Google News wraps every article link in an encrypted redirect (news.google.com/rss/articles/CBMi...). This library resolves those back to the real URL by extracting decoding parameters from the article page and calling Google's internal batchexecute endpoint.

Zero dependencies — uses Erlang's built-in :httpc for HTTP and Elixir's built-in JSON module for encoding/decoding.

This library does not avoid rate-limiting or CAPTCHAs presented by Google.

Installation

Add google_news_decoder to your list of dependencies in mix.exs:

def deps do
  [
    {:google_news_decoder, "~> 0.1.0"}
  ]
end

Quickstart

Decode a Google News URL

{:ok, url} = GoogleNewsDecoder.decode("https://news.google.com/rss/articles/CBMiK2h0dHBz...")
# {:ok, "https://www.reuters.com/world/..."}

Resolve (decode or pass through)

If you have a mix of Google News and regular URLs, resolve/1 handles both — it decodes Google News URLs and returns everything else unchanged:

GoogleNewsDecoder.resolve("https://news.google.com/rss/articles/CBMiK2h0dHBz...")
# "https://www.reuters.com/world/..."

GoogleNewsDecoder.resolve("https://example.com/article")
# "https://example.com/article"

Check if a URL is a Google News redirect

GoogleNewsDecoder.google_news_url?("https://news.google.com/rss/articles/CBMi...")
# true

GoogleNewsDecoder.google_news_url?("https://example.com")
# false

Batch decoding

Decode a list of URLs concurrently with Task.async_stream/3:

urls
|> Task.async_stream(&GoogleNewsDecoder.resolve/1, max_concurrency: 5, timeout: 15_000)
|> Enum.map(fn {:ok, url} -> url end)

API

FunctionReturnsDescription
decode/1{:ok, url} or {:error, reason}Decode a Google News URL to its source
resolve/1urlDecode if Google News, otherwise pass through
google_news_url?/1booleanCheck if a URL is a Google News redirect

How it works

  1. Extracts the base64-encoded article ID from the URL path
  2. Fetches the Google News article page to obtain a signature (data-n-a-sg) and timestamp (data-n-a-ts)
  3. POSTs those parameters to Google's batchexecute endpoint
  4. Parses the nested JSON response to extract the original source URL

Requirements

Summary

Functions

Decodes a Google News URL to its original source URL.

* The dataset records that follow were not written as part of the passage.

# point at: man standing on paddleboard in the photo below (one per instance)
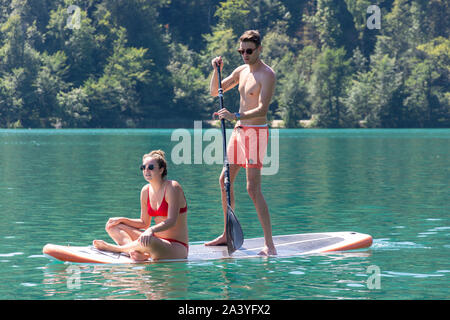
(248, 142)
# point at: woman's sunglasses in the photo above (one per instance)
(247, 51)
(149, 167)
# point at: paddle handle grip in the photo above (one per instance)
(226, 164)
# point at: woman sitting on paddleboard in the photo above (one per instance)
(165, 201)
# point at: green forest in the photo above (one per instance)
(147, 63)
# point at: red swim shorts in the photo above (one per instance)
(248, 145)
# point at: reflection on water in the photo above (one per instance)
(61, 186)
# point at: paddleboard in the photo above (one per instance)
(286, 245)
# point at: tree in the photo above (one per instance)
(328, 86)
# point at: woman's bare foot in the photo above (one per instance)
(102, 245)
(139, 256)
(268, 251)
(219, 241)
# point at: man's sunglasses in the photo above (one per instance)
(247, 51)
(149, 167)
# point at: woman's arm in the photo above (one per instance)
(174, 199)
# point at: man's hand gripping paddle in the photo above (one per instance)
(235, 236)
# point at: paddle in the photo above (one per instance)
(235, 236)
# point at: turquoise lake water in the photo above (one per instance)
(61, 186)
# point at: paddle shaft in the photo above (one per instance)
(226, 164)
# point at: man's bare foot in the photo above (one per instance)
(102, 245)
(266, 251)
(219, 241)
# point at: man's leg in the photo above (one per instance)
(234, 170)
(254, 191)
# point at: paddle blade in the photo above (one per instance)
(235, 236)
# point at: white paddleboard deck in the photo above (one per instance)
(286, 245)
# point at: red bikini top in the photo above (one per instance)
(163, 209)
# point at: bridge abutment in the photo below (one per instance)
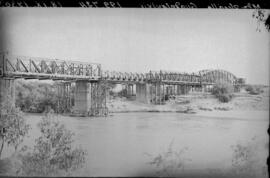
(82, 97)
(90, 99)
(7, 91)
(143, 92)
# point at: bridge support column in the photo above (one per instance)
(129, 90)
(143, 92)
(82, 98)
(7, 91)
(90, 99)
(157, 94)
(178, 89)
(64, 97)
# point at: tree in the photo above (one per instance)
(53, 154)
(262, 17)
(223, 92)
(14, 126)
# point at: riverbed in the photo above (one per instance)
(123, 144)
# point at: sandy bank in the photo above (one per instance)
(243, 105)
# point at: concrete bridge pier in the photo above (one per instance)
(90, 99)
(157, 94)
(7, 91)
(64, 94)
(82, 98)
(143, 92)
(130, 90)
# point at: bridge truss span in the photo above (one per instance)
(42, 68)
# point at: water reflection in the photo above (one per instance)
(117, 145)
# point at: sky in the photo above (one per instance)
(140, 40)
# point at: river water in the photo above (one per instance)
(123, 144)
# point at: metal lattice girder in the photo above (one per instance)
(24, 67)
(41, 68)
(217, 75)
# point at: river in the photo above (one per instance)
(123, 144)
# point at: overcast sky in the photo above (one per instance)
(139, 40)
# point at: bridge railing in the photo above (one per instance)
(24, 67)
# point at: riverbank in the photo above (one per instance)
(200, 104)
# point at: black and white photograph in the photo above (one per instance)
(133, 92)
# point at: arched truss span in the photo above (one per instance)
(217, 75)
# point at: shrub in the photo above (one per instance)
(223, 92)
(53, 154)
(13, 126)
(253, 90)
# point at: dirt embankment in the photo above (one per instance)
(196, 103)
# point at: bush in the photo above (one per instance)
(253, 90)
(13, 127)
(53, 154)
(223, 92)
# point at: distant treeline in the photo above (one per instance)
(37, 96)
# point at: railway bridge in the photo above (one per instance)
(91, 81)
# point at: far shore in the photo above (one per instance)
(243, 105)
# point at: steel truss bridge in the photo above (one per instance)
(91, 75)
(54, 69)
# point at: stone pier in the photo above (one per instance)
(143, 93)
(130, 91)
(7, 91)
(90, 99)
(82, 97)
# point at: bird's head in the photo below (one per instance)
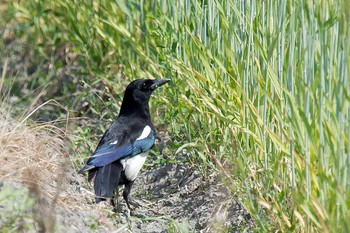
(139, 92)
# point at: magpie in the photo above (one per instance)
(123, 148)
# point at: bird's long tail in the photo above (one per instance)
(106, 181)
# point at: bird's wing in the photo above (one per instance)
(122, 146)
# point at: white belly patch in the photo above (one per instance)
(133, 165)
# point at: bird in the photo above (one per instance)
(123, 148)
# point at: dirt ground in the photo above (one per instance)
(170, 197)
(166, 198)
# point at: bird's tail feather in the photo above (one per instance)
(106, 180)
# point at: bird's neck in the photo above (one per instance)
(134, 108)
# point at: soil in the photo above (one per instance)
(165, 198)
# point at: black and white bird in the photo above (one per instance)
(123, 148)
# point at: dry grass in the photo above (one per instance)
(32, 155)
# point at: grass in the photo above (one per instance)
(260, 89)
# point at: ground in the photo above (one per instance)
(167, 197)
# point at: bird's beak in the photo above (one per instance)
(159, 82)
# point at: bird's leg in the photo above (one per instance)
(126, 193)
(115, 201)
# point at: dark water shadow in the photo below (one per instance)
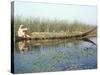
(88, 40)
(24, 46)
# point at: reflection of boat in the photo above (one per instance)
(76, 36)
(21, 38)
(88, 40)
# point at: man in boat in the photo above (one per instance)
(22, 32)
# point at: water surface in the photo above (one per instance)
(55, 55)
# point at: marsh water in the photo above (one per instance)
(55, 55)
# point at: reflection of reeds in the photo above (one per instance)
(46, 25)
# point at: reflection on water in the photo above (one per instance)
(55, 55)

Returns true if the URL is a Google News redirect URL.

Resolves a URL, decoding it if it's a Google News redirect.

Functions

decode(url)

@spec decode(String.t()) :: {:ok, String.t()} | {:error, term()}

Decodes a Google News URL to its original source URL.

Returns {:ok, source_url} or {:error, reason}.

google_news_url?(url)

@spec google_news_url?(term()) :: boolean()

Returns true if the URL is a Google News redirect URL.

resolve(url)

@spec resolve(String.t()) :: String.t()

Resolves a URL, decoding it if it's a Google News redirect.

Returns the original URL unchanged if it's not a Google News URL or if decoding fails.